Decentralized exchanges (DEXs) are a fundamentally different way to trade crypto assets. Rather than using limit order books and the dealership model, they rely on market making, which is a process of creating liquidity and facilitating trades between traders.
A market maker is a financial intermediary who guarantees to buy and sell securities at specified prices, thereby eliminating the need for sellers to actively look for buyers. This is a time-tested system that works well in traditional markets. However, it can be problematic in the crypto world due to its lack of centralization. In the case of a DeFi exchange, this would be counterproductive to the ethos of democratizing financial services.
Liquidity Pools and AMMs
In DeFi, AMMs are a key component of the ecosystem and help to democratize liquidity provision. These are a form of smart contracts that pool together the liquidity of multiple users and make markets according to deterministic algorithms. This allows DeFi users to gain access to increased liquidity and trading fees simply by providing the liquidity that is already being held by others.
Market makers are often compensated with governance tokens or other benefits for facilitating trades on the platform. In the case of Uniswap, SushiSwap, Curve Finance and Balancer, these AMMs run billions of dollars worth of trades on a daily basis, and have been the driving force behind DeFi liquidity.
AMMs and the Crypto Liquidity Ecosystem
AMMs are a vital part of the DeFi market making ecosystem, and their innovations have helped to democratize the provision of liquidity. While AMMs are in their infancy, there are many innovative designs being developed that could lead to lower fees, less friction and ultimately better liquidity for all DeFi users.
Some AMMs have introduced a variety of risk mitigation measures to reduce the potential for Impermanent Losses and the amount of inventory that is at stake. This includes insurance and risk tokenization, as well as a range of other tools.
While these methods have helped to reduce the negative aspects of market making, they also have their limitations. These include a lack of control over how they are structured, and the potential for Impermanent Losses.
To mitigate these risks, some projects are introducing risk-tokenization techniques that allow market makers to create their own pools and parameters and manage their risk in more innovative and effective ways. For example, DODO is using a suite of tools to provide more flexible market making, allowing MMs to diversify their inventory and mitigate their risk.

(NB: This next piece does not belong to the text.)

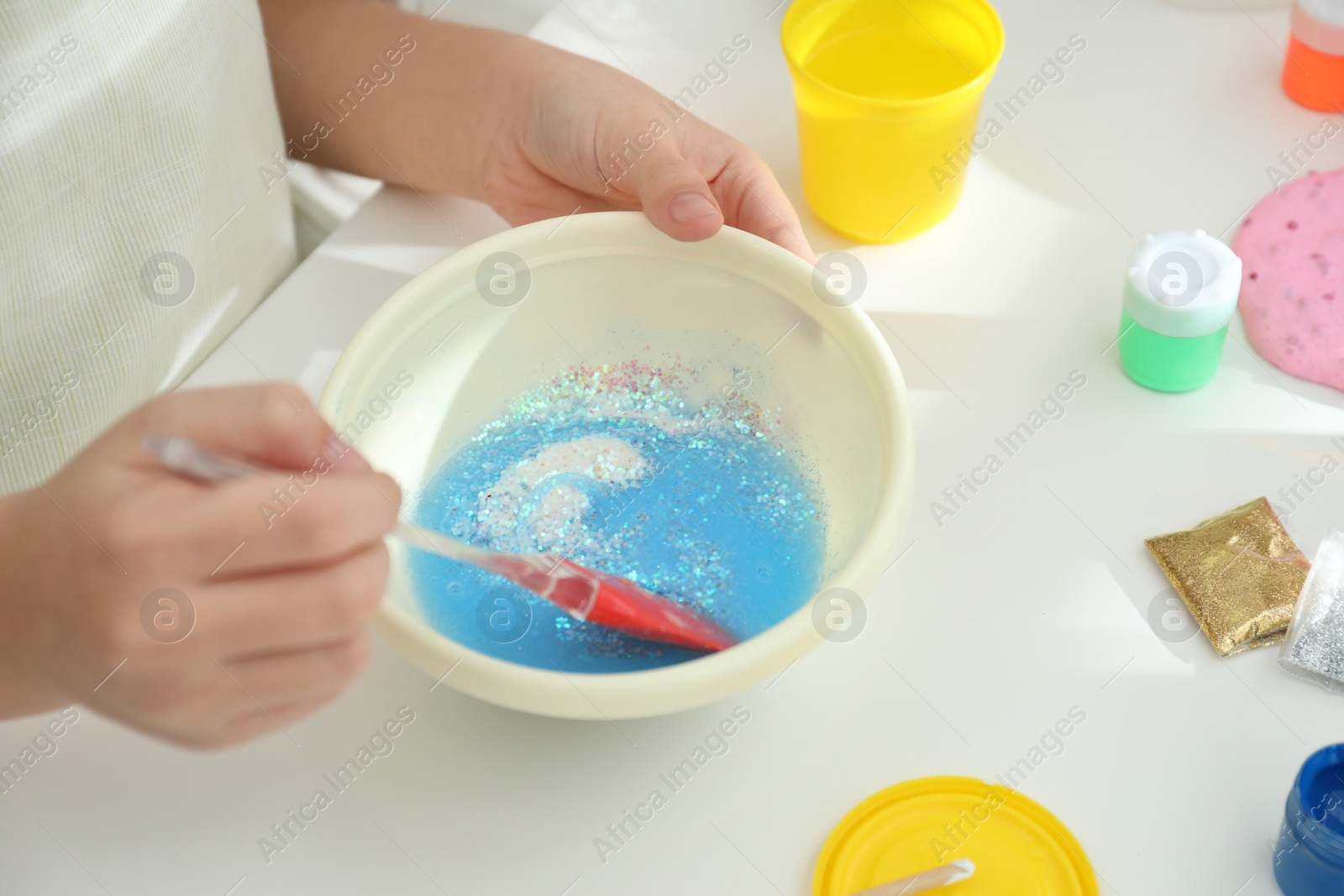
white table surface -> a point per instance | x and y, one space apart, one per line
1032 600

Other AMMs are developing more streamlined solutions to manage the process of creating and managing liquidity pools. These include enabling AMMs to pool their liquidity from multiple sources, rather than requiring them to hold their own LPs. This would allow MMs to provide better liquidity and decrease the amount of time it takes to set up a pool.
AMMs are a vital part of DeFi’s liquidity infrastructure, and they have the potential to democratize the provision of liquidity in an even more powerful way. But, if these models are to succeed in aligning with the ethos of DeFi, they must be further developed and implemented.